Linux CVE-2017-5123 exploit

Vulnerability description

A bug in the waitid syscall (waitid is a more general variant of waitpid):

SYSCALL_DEFINE5(waitid, int, which, pid_t, upid, struct siginfo __user *,
        infop, int, options, struct rusage __user *, ru)
{
    struct rusage r;
    struct waitid_info info = {.status = 0};
    long err = kernel_waitid(which, upid, &info, options, ru ? &r : NULL);
    int signo = 0;
    if (err > 0) {
        signo = SIGCHLD;
        err = 0;
    }

    if (!err) {
        if (ru && copy_to_user(ru, &r, sizeof(struct rusage)))
            return -EFAULT;
    }
    if (!infop)
        return err;

    user_access_begin();
    unsafe_put_user(signo, &infop->si_signo, Efault);
    unsafe_put_user(0, &infop->si_errno, Efault);
    unsafe_put_user((short)info.cause, &infop->si_code, Efault);
    unsafe_put_user(info.pid, &infop->si_pid, Efault);
    unsafe_put_user(info.uid, &infop->si_uid, Efault);
    unsafe_put_user(info.status, &infop->si_status, Efault);
    user_access_end();
    return err;
Efault:
    user_access_end();
    return -EFAULT;
}

The patch that fixed it:

commit 96ca579a1ecc943b75beba58bebb0356f6cc4b51
Author: Kees Cook <keescook@chromium.org>
Date:   Mon Oct 9 11:36:52 2017 -0700

    waitid(): Add missing access_ok() checks
    
    Adds missing access_ok() checks.
    
    CVE-2017-5123
    
    Reported-by: Chris Salls <chrissalls5@gmail.com>
    Signed-off-by: Kees Cook <keescook@chromium.org>
    Acked-by: Al Viro <viro@zeniv.linux.org.uk>
    Fixes: 4c48abe91be0 ("waitid(): switch copyout of siginfo to unsafe_put_user()")
    Cc: stable@kernel.org # 4.13
    Signed-off-by: Linus Torvalds <torvalds@linux-foundation.org>

diff --git a/kernel/exit.c b/kernel/exit.c
index f2cd53e92147..cf28528842bc 100644
--- a/kernel/exit.c
+++ b/kernel/exit.c
@@ -1610,6 +1610,9 @@ SYSCALL_DEFINE5(waitid, int, which, pid_t, upid, struct siginfo __user *,
        if (!infop)
                return err;
 
+       if (!access_ok(VERIFY_WRITE, infop, sizeof(*infop)))
+               goto Efault;
+
        user_access_begin();
        unsafe_put_user(signo, &infop->si_signo, Efault);
        unsafe_put_user(0, &infop->si_errno, Efault);

So basically, the code uses unsafe_put_user to fill a struct siginfo structure in userspace, but omits the call to access_ok.
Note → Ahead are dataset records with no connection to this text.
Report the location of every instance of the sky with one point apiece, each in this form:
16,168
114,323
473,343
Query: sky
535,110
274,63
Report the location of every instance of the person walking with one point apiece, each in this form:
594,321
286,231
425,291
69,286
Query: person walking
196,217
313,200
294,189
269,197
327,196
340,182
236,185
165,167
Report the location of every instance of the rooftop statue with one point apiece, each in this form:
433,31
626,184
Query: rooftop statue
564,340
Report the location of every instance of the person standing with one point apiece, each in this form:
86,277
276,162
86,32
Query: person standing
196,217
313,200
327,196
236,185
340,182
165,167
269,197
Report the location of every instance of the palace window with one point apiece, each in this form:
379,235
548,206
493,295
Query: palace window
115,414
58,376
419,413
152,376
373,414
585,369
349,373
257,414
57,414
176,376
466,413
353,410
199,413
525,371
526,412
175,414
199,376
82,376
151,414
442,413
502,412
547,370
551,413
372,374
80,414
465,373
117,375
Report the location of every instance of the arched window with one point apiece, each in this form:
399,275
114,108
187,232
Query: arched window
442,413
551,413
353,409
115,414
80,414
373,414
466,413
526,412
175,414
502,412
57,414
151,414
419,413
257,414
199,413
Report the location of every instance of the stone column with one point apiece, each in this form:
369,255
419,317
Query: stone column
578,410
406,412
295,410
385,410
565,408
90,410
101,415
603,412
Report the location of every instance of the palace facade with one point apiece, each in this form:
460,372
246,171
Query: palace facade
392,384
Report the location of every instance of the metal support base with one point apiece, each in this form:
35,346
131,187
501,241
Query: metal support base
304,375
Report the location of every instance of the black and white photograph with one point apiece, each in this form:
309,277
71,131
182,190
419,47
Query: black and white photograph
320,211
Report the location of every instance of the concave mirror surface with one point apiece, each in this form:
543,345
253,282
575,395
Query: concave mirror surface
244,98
This function verifies that a particular pointer has a value that belongs to user space.

Since the call is missing we can overwrite some kernel memory by passing a kernel space pointer to waitid. Our goal is to do a privilege escalation exploit.

Setup

We have a qemu virtual machine that runs the vulnerable kernel.

The machine has 2 users: user:user and root:root. We want to login as user and use the exploit to become root.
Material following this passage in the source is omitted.